Contemporary artist Julie Heffernans paintings explore imaginative scenarios and alternative habitats as her personal response to the threat of environmental disasters. In the wake of recent calamities like Hurricane Katrina and Superstorm Sandy, Heffernan imagines fantastical worlds in trees or on rafts as waters rise across the globe. Topical references to ISIS, Syrian refugees, and the debate surrounding climate change emerge in the eleven monumental canvases featured in the exhibition. Figures in the works that create, tend, and nurture suggest that humans can adapt to a changing environment even as they allude to environmental systems on the verge of collapse.
Julie's work addresses excess and its relationship to climate change, issues that become more relevant, more pressing, each day, said Courtney Taylor, the curator of the exhibition and curator at LSU Museum of Art and the Shaw Center for the Arts. The beauty of her paintings pulls us in to consider these fraught issues in addition to considering these catastrophes and our complicity, we're pushed to consider our response. Heffernans paintings, she said, suggest a response that can be more creative, empathetic, and in sync with the larger picture and the environment.
Palmer curator Joyce Robinson agrees. Heffernan is a remarkable painter. Her intricately detailed paintings evoke both the frightening allegories of Hieronymus Bosch and the sublime vistas of Thomas Cole or Albert Bierstadt.
We are delighted to host this exhibition of a major figure in the contemporary art world, said Erin Coe, director of the Palmer Museum of Art.
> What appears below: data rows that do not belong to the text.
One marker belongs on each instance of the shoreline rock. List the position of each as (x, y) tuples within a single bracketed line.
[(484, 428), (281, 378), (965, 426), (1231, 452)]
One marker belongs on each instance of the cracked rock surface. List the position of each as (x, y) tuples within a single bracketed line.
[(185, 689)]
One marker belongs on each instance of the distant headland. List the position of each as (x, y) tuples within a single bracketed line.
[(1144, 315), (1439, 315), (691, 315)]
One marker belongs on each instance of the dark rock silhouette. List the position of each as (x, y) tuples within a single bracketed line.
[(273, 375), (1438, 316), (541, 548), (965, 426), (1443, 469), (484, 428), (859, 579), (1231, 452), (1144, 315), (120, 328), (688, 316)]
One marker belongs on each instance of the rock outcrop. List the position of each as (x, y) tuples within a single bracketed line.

We encourage our community and visitors to the region this summer to take advantage of this opportunity to view these provocative works.
Julie Heffernan received her M.F.A. in Painting from Yale University and a B.F.A. from the University of California, Santa Cruz. Her work is represented in major museum collections including the Brooklyn Museum, McNay Art Museum, Virginia Museum of Fine Arts, and the Palmer Museum of Art. A former professor of painting at Penn State, Heffernan resides in Brooklyn and is a professor of fine arts at Montclair State University. She is represented by P.P.O.W in New York and Catharine Clark in San Francisco.
When the Water Rises was organized by the LSU Museum of Art in Baton Rouge, Louisiana, and is accompanied by a fully illustrated catalogue, which is available for purchase in the Palmer Museum Store.